John: But I think that there’s always going to be a role for pharmacological therapy to augment lifestyle changes. But then there’s the other issues that … Not everyone gets the same biological response, even, to activity or exercise or fasting.

Alex: Right.

John: It may work for some people, but not others. And then you and I, we all know that this stuff is not determined by willpower or by gumption or whatever. There are real barriers, including many of the things we refer to as social determinants of health, which can prevent people from being able to live a healthier lifestyle.

John: I think that understanding how that affects them biologically can hopefully help us as a society to change things; to make it easier for people to eat real food and to live a more active lifestyle. But still, there’s always going to be people that just aren’t able to do that, and need some help.

Alex: Right.

Eric: You mentioned Metformin. That’s also a drug, right, that-

Alex: I’ve heard of that one.

Eric: Yeah, that has something to do with … I don’t want to say anti-aging. Geroscience?

John: It does. It does. The perspective of a geroscientist is that Metformin is a drug that affects mechanisms of aging, and lowers blood sugar as a side effect.

Eric: How does it do that? How could it do it?

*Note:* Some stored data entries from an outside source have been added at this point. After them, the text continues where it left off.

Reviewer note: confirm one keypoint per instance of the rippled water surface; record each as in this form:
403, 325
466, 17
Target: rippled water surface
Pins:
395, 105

John: Well, Metformin is … Believe it or not, even though we’ve been using Metformin for decades; and millions of people take it, and we have all of this data about how it affects people’s health, often in a good way, especially with diabetes. We still don’t really know exactly how it works.

John: We have a few ideas. It may be more than one thing. But several of the things we know are that it gets into this whole, the same idea of nutrient sensing. Metformin helps to trick your cells into thinking there is not a lot of energy around and not a lot of sugar around. So it helps to make your cells more sensitive to the energy and sugar that’s there.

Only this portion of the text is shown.